Any operation which involves bias term gives different (wrong results!) I will illustrate with Conv2d module here!
Without Bias term!
import torch
import numpy as np
torch.set_printoptions(precision=32)
np.random.seed(23)
# Creating random datapoints of Batch size=5
x_data = np.random.random(size=(5,1,1,1)).astype('float32')
x = torch.as_tensor(x_data)
# Defining Network
net = torch.nn.Conv2d(in_channels=1,out_channels=1,kernel_size=1)
# Initializing random weights and zero biases
weight = np.random.random(size=(1,1,1,1)).astype('float32')
bias = np.zeros(shape=(1,)).astype('float32')
from collections import OrderedDict
parameters = OrderedDict()
parameters['weight'] = torch.as_tensor(weight)
parameters['bias'] = torch.as_tensor(bias)
# Loading the network parameters with custom W & B
net.load_state_dict(parameters)
output1 = net(x)
With Bias term
import torch
import numpy as np
torch.set_printoptions(precision=32)
np.random.seed(23)
# You can reinitialize x here or use the same x from before.
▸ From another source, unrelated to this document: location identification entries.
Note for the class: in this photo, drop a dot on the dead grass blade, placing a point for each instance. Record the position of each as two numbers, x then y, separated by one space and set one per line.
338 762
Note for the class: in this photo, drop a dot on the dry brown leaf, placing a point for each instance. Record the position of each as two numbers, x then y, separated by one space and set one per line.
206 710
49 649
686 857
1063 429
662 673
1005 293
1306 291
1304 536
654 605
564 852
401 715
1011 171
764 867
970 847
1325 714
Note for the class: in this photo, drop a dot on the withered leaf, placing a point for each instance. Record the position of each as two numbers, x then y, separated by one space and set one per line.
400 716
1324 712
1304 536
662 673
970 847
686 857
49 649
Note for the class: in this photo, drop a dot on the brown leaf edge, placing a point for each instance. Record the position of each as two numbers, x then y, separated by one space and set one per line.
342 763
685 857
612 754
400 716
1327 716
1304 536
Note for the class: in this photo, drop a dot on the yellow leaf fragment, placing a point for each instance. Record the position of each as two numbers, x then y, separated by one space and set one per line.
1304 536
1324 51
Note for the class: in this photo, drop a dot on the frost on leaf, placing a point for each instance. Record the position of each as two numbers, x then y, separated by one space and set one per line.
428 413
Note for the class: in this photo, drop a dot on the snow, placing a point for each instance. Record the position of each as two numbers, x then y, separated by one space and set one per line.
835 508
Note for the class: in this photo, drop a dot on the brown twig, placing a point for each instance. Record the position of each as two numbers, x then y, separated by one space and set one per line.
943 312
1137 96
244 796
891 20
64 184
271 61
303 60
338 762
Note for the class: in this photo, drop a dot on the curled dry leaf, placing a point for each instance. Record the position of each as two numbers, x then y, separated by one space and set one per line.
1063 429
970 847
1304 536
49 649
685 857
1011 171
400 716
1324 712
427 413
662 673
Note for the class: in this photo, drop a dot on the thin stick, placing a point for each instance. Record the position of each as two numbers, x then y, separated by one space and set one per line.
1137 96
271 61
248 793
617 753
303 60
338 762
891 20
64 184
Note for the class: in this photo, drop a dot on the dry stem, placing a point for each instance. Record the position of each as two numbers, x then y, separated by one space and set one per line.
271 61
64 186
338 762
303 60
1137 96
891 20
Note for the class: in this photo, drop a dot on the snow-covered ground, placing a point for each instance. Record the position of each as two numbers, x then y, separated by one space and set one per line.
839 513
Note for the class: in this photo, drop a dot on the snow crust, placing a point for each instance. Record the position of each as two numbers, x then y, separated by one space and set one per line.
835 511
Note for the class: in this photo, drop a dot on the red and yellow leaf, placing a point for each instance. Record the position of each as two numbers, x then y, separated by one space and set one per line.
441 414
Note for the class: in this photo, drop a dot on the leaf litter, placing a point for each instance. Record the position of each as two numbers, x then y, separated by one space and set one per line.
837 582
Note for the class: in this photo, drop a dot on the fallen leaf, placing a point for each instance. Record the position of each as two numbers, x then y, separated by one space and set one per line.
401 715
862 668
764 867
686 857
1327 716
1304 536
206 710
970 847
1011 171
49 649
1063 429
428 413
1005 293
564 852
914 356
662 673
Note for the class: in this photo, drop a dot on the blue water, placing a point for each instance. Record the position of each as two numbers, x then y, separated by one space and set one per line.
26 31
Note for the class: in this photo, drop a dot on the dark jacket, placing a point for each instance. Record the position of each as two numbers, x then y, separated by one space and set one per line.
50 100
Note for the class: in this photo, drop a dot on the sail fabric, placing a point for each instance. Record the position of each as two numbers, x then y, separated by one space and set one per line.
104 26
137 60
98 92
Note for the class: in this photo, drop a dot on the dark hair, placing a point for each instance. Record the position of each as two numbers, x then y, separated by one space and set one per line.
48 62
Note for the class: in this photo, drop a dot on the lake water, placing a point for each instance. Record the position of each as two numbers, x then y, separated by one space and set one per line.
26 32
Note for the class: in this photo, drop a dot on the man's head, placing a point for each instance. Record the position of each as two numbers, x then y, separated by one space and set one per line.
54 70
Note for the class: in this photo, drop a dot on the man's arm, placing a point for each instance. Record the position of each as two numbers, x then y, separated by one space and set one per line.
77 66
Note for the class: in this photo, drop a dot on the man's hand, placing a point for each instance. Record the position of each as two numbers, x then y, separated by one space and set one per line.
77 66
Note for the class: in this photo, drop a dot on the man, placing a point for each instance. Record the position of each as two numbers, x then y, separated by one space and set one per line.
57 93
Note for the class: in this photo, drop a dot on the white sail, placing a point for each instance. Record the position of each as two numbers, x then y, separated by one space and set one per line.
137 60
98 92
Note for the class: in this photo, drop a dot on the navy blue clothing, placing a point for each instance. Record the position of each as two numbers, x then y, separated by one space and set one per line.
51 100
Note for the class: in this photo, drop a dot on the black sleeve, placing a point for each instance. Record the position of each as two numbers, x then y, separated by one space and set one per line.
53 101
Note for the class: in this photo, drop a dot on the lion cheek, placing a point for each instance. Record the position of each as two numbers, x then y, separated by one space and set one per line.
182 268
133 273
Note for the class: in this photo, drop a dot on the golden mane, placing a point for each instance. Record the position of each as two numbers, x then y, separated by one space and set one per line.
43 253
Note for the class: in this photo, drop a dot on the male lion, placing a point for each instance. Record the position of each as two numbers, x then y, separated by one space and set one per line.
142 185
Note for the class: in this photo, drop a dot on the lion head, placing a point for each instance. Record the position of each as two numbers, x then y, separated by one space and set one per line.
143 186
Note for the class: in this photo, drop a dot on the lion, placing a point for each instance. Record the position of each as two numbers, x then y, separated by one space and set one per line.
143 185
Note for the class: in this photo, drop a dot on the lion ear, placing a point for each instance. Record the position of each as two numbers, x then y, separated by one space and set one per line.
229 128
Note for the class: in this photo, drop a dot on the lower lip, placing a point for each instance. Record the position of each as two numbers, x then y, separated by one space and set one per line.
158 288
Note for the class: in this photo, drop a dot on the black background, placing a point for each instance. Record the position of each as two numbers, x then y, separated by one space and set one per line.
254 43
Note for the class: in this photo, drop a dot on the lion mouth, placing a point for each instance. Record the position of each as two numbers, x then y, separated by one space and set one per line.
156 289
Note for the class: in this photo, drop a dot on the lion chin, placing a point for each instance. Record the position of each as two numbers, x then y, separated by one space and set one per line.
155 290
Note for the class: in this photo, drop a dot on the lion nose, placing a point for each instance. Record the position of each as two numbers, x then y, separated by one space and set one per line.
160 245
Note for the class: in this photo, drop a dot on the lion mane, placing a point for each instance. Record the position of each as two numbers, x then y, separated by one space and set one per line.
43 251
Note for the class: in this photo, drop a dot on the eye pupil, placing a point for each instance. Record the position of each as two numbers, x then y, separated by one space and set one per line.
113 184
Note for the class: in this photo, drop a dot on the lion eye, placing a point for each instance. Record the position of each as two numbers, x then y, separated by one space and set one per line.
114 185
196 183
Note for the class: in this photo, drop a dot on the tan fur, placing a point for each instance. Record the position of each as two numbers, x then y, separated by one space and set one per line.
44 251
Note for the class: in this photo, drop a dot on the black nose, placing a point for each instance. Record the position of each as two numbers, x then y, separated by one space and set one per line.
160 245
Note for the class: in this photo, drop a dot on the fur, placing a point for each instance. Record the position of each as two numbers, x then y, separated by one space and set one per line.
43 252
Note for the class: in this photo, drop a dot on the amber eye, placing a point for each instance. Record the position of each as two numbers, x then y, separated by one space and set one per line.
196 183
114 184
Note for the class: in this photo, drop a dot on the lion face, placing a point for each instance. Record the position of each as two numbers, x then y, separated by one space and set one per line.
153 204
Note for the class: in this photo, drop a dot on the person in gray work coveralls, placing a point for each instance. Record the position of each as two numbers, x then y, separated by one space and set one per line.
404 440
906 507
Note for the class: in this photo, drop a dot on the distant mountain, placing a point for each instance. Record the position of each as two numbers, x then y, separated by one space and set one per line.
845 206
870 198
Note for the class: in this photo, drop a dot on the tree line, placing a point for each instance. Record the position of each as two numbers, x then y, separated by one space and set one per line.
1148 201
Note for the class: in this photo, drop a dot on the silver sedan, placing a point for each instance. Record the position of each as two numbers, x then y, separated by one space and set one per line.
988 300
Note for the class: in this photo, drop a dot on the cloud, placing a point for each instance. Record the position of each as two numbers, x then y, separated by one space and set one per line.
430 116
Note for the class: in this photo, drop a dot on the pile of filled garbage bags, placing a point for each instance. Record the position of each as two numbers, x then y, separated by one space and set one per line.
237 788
Won't make a difference!
x_data = np.random.random(size=(5,1,1,1)).astype('float32')
x = torch.as_tensor(x_data)
net = torch.nn.Conv2d(in_channels=1,out_channels=1,kernel_size=1)
# Here too you can use the same weights as before, bias is randomly initialized!
weight = np.random.random(size=(1,1,1,1)).astype('float32')
bias = np.random.random(size=(1,)).astype('float32')
from collections import OrderedDict
parameters = OrderedDict()
parameters['weight'] = torch.as_tensor(weight)
parameters['bias'] = torch.as_tensor(bias)
net.load_state_dict(parameters)
output2 = net(x)
# You can even print the actual values and notice the difference!
print(output2-output1 == torch.as_tensor(bias))
My outputs are:
tensor([[[[ True]]],
[[[False]]],
[[[False]]],
[[[ True]]],
[[[False]]]])
This True-False sequence is totally random. Choose a different value of seed or batch_size, you will get a different result.
Although the error introduced by bias term is very small, but still it exists. Not able to know the reason is very frustrating. If you know the reason (and/or workaroud to avoid it), please help! Thanks!
Note: I have observed the same randomness in other modules like BatchNorm and other libraries like PaddlePaddle. Also I am running this on CPU.